The expression of LEC/CCL16, a powerful inflammatory chemokine, is upregulated in ulcerative colitis.

作者信息

Pannellini T, Iezzi M, Di Carlo E, Eleuterio E, Coletti A, Modesti A, Rosini S, Neri M, Musiani P

机构信息

Ce.S.I. G. d'Annunzio University Foundation, University of Chieti, Italy.

出版信息

Int J Immunopathol Pharmacol. 2004 May-Aug;17(2):171-80. doi: 10.1177/039463200401700209.

Abstract

Ulcerative colitis (UC) is a chronic inflammatory disease of unknown aetiology and pathogenesis. The presence in the colonic mucosa of reactive cells expressing proinflammatory cytokines and chemokines is associated with high levels of IL-10, an anti-inflammatory cytokine. Our aim was to investigate the role of IL-10 and the beta chemokine LEC/CCL16 selectively up-regulated by IL-10 in inflammatory cell recruitment and cytokine and chemokine production during UC. We studied histologically, immunohistochemically and ultrastructurally colonic biopsies from 20 active UC patients and 10 control specimens taken far from any macroscopically detectable lesion in age and sex-matched patients with noninflammatory bowel disease. In active UC, immature dendritic cells (DCs) in the LP are associated with IL-10 in the T cell rich area.
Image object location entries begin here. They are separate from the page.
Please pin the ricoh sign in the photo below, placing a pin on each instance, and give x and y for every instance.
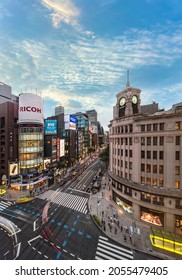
(30, 108)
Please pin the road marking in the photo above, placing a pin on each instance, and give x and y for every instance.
(29, 242)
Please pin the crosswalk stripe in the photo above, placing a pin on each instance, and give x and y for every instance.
(102, 246)
(109, 251)
(117, 247)
(5, 204)
(74, 202)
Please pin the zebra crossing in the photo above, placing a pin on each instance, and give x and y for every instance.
(109, 251)
(5, 204)
(68, 200)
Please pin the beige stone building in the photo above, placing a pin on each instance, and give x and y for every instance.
(146, 161)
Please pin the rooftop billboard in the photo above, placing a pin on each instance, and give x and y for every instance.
(30, 108)
(50, 127)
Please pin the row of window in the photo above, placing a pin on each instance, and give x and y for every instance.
(152, 168)
(158, 127)
(121, 152)
(152, 127)
(152, 154)
(145, 141)
(157, 182)
(157, 155)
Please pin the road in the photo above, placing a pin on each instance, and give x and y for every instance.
(57, 226)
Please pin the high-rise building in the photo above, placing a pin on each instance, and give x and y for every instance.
(8, 134)
(30, 144)
(59, 110)
(146, 160)
(92, 115)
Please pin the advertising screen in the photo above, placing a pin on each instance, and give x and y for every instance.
(70, 122)
(62, 147)
(50, 127)
(30, 108)
(13, 169)
(47, 162)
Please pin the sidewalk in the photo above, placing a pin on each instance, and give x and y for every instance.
(117, 225)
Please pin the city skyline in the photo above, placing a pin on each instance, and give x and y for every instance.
(77, 53)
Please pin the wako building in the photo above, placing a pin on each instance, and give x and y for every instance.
(146, 161)
(30, 143)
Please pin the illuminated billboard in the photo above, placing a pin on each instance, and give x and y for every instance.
(47, 163)
(62, 147)
(13, 169)
(50, 127)
(70, 122)
(30, 108)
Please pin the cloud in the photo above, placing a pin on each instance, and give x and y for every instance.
(62, 12)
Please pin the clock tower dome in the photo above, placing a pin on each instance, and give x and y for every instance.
(128, 101)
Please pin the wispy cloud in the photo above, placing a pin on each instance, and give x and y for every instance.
(62, 11)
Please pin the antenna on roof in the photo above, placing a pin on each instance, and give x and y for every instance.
(128, 79)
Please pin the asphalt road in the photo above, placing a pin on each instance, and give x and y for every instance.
(57, 226)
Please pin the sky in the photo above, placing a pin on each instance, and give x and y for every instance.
(76, 53)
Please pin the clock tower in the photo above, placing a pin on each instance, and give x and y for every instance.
(128, 101)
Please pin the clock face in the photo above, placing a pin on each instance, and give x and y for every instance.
(122, 101)
(134, 99)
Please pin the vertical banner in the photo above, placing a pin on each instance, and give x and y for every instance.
(58, 149)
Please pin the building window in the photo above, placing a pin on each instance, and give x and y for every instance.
(142, 128)
(161, 169)
(177, 155)
(161, 141)
(155, 141)
(148, 168)
(177, 125)
(130, 141)
(161, 181)
(155, 168)
(143, 141)
(154, 181)
(142, 154)
(130, 165)
(148, 141)
(161, 155)
(177, 140)
(149, 127)
(148, 181)
(142, 180)
(155, 126)
(142, 167)
(177, 184)
(131, 128)
(161, 126)
(154, 154)
(177, 170)
(148, 154)
(130, 153)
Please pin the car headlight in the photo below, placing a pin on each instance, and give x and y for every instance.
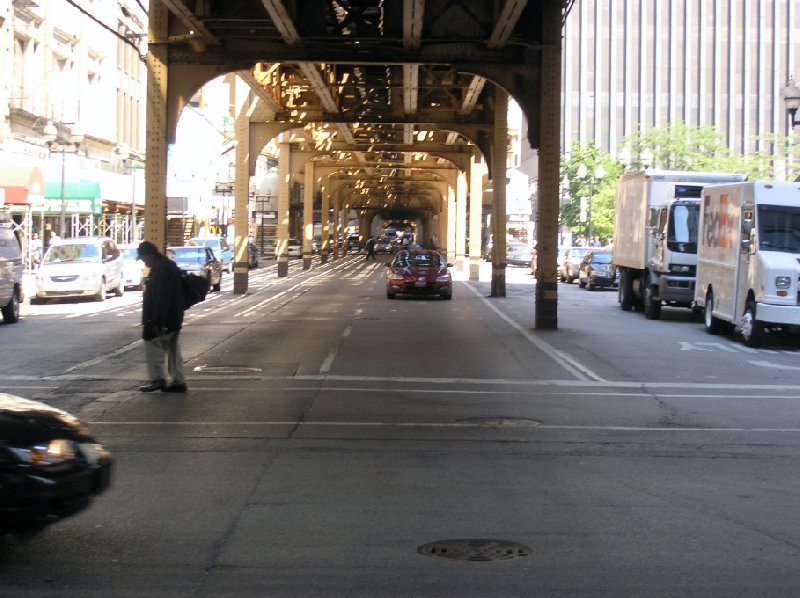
(783, 282)
(42, 455)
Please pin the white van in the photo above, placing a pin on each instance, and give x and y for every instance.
(748, 258)
(81, 267)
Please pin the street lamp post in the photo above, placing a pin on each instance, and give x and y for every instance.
(124, 152)
(599, 173)
(791, 99)
(58, 144)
Furthermore, most of the LP-infiltrating macrophages strongly expressed LEC/CCL16, a chemokine upregulated by IL-10. To evaluate if LEC/CCL16 plays a role in the inflammatory reaction present in UC, we performed morphological studies in mice injected s.c. with syngeneic tumor cells engineered to produce LEC/CCL16. We found that the LEC protein locally released by LEC-gene-transfected tumor cells is a potent proinflammatory chemokine that induces the recruitment of a reactive infiltrate, and an angiogenic process mirroring that in human UC.

摘要

溃疡性结肠炎(UC)是一种病因和发病机制不明的慢性炎症性疾病。结肠黏膜中表达促炎细胞因子和趋化因子的反应性细胞的存在与抗炎细胞因子白细胞介素-10(IL-10)的高水平有关。我们的目的是研究IL-10以及由IL-10选择性上调的β趋化因子LEC/CCL16在UC炎症细胞募集以及细胞因子和趋化因子产生过程中的作用。我们对20例活动性UC患者的结肠活检组织以及10例来自年龄和性别匹配的非炎症性肠病患者、远离任何肉眼可见病变部位的对照标本进行了组织学、免疫组织化学和超微结构研究。在活动性UC中,黏膜下层(LP)的未成熟树突状细胞(DCs)在富含T细胞的区域与IL-10相关。此外,大多数浸润LP的巨噬细胞强烈表达LEC/CCL16,这是一种由IL-10上调的趋化因子。为了评估LEC/CCL1 在UC中存在的炎症反应中是否起作用,我们对皮下注射经基因工程改造以产生LEC/CCL16的同基因肿瘤细胞的小鼠进行了形态学研究。我们发现,由LEC基因转染的肿瘤细胞局部释放的LEC蛋白是一种强效促炎趋化因子,可诱导反应性浸润细胞的募集以及类似于人类UC中的血管生成过程。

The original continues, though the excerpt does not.